Neeshita Nyayapati of The Times of India gave a rating of 2.5 out of 5, and stated that "Paagal is an over-drawn yet quirky love story with a flimsy storyline guiding you through it. And does have its redeemable qualities though." Sangeetha Devi Dundoo of The Hindu called it "bizarre romcom drama" and felt that "The story idea of a man seeking mother’s love from his life partner is contrived; it’s time the on-screen lover boys get real and grow up."

A reviewer from The Hans India rated the film 2.5 out of 5, and praised performances of the cast, Sen in particlular. They, however, criticized the slow-placed narration and screenplay, writing "Overall, 'Paagal' is an average film with the same old storyline blended with some decent comedy scenes.
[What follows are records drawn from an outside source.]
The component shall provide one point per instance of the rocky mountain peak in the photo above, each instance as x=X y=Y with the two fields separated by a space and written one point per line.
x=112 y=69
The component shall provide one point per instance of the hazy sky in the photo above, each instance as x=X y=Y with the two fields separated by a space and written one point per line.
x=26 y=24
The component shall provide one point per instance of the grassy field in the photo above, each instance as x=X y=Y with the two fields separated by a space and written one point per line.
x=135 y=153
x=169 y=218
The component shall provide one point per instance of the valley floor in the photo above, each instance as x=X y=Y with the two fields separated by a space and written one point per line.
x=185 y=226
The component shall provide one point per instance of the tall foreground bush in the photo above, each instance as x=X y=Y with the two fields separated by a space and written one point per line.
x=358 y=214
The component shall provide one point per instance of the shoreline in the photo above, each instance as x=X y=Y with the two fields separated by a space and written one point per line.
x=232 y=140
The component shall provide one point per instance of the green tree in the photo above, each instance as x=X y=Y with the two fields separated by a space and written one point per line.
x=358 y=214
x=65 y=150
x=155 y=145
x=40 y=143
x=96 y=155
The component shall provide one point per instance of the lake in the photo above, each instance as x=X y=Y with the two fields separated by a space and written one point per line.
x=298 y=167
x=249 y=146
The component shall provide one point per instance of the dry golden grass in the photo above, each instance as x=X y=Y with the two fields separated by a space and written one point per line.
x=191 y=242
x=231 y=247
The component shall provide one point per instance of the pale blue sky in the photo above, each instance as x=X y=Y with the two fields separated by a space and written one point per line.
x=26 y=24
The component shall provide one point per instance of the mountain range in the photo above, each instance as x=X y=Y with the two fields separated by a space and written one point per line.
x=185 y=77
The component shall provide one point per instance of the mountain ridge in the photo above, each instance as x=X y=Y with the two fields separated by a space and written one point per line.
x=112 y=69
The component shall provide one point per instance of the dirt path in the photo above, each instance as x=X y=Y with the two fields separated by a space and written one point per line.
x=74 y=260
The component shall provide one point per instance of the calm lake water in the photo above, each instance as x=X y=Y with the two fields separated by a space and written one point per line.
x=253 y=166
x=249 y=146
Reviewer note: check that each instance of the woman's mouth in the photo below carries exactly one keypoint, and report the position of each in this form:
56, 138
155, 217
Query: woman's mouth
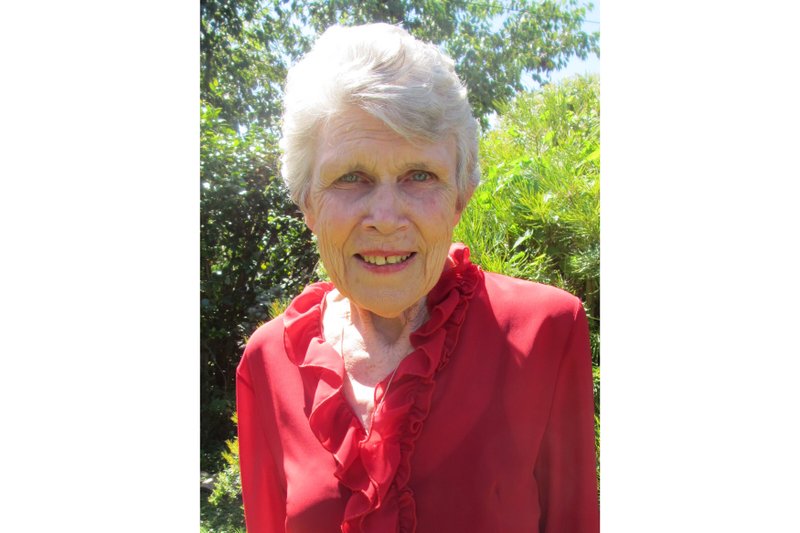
383, 259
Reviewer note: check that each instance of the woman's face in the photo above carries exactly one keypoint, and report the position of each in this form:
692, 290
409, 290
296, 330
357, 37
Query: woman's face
383, 211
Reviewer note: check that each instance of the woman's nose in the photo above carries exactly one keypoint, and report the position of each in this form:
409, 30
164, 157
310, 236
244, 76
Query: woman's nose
385, 210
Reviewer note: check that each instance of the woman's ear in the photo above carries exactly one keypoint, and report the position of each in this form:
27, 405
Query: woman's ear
308, 218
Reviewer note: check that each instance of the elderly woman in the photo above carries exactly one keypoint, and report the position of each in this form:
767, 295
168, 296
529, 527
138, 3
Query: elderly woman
413, 392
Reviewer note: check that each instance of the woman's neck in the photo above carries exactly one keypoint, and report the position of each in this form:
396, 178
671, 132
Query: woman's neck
371, 346
388, 331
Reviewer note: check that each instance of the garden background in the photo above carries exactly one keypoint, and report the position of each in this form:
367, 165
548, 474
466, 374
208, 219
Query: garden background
534, 216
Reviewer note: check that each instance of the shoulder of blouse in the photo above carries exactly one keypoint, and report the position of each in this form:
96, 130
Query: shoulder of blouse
518, 297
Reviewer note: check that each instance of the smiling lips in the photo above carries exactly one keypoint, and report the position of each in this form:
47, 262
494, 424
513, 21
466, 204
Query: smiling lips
381, 260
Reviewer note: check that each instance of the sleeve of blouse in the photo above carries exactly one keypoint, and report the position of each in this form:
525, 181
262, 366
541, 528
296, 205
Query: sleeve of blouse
262, 493
565, 469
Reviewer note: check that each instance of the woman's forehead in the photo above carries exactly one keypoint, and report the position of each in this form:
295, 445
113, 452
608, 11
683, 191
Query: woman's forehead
358, 138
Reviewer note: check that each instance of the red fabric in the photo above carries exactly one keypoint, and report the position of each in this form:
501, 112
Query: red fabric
487, 426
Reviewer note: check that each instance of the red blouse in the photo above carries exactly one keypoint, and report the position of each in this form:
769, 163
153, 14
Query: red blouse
487, 426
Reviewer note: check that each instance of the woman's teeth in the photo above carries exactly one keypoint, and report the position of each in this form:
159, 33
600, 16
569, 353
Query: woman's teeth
383, 260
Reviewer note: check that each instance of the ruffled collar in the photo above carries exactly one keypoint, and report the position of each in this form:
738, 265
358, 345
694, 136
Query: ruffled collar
375, 466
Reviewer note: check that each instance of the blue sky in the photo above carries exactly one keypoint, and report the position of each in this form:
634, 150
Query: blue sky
592, 63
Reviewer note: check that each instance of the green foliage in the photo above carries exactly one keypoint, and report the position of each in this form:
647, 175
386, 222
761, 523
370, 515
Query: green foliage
222, 511
246, 46
536, 214
253, 250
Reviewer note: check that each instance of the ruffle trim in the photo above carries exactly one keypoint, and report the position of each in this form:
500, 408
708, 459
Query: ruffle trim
376, 466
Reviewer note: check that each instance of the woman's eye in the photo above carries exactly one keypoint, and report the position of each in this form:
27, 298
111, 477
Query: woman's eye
349, 178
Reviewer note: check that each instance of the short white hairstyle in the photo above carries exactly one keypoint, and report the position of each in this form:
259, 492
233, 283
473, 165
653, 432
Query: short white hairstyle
409, 85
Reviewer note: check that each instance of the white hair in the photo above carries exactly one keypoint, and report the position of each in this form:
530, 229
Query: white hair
409, 85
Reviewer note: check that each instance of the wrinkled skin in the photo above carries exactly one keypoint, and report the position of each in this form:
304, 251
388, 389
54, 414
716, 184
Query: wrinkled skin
373, 195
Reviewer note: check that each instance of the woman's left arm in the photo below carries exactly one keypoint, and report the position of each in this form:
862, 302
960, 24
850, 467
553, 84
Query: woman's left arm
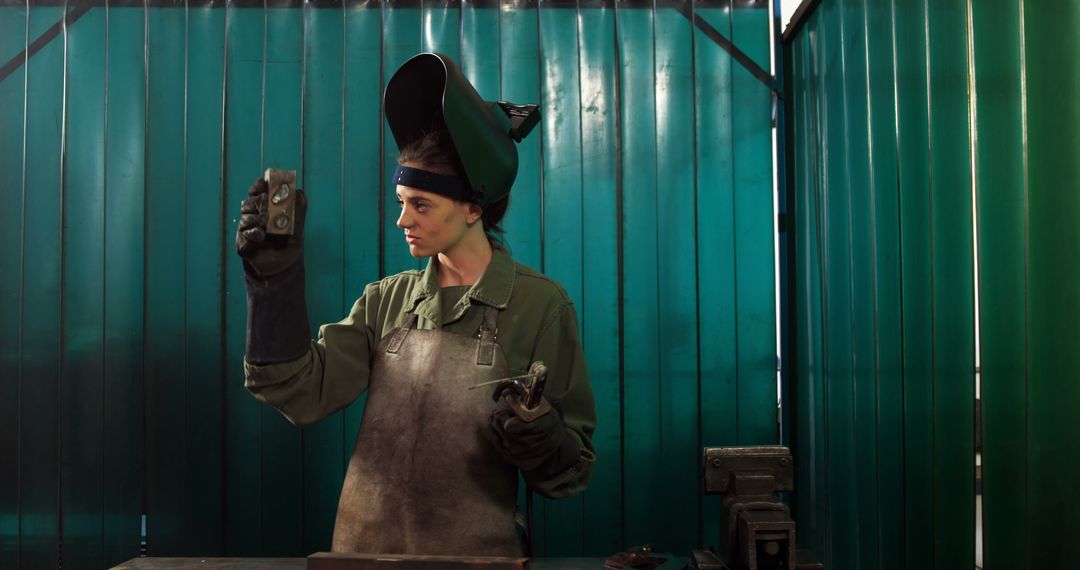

Sakshi's Anji Shetty opined that acting performances of lead actors, music and cinematography are its positives, while film's screenplay is its negative. Eenadu criticized the film's screenplay and praised Vishwak's performance, film score and cinematography.

In its review, NTV stated – "‘Paagal’ has got a strong premise. But the narration is too misguided to save the story from seeming frivolous." Deccan Chronicle called it "a half-baked romcom", adding that the film is "cheesy, unnatural, half-baked bag of borrowings".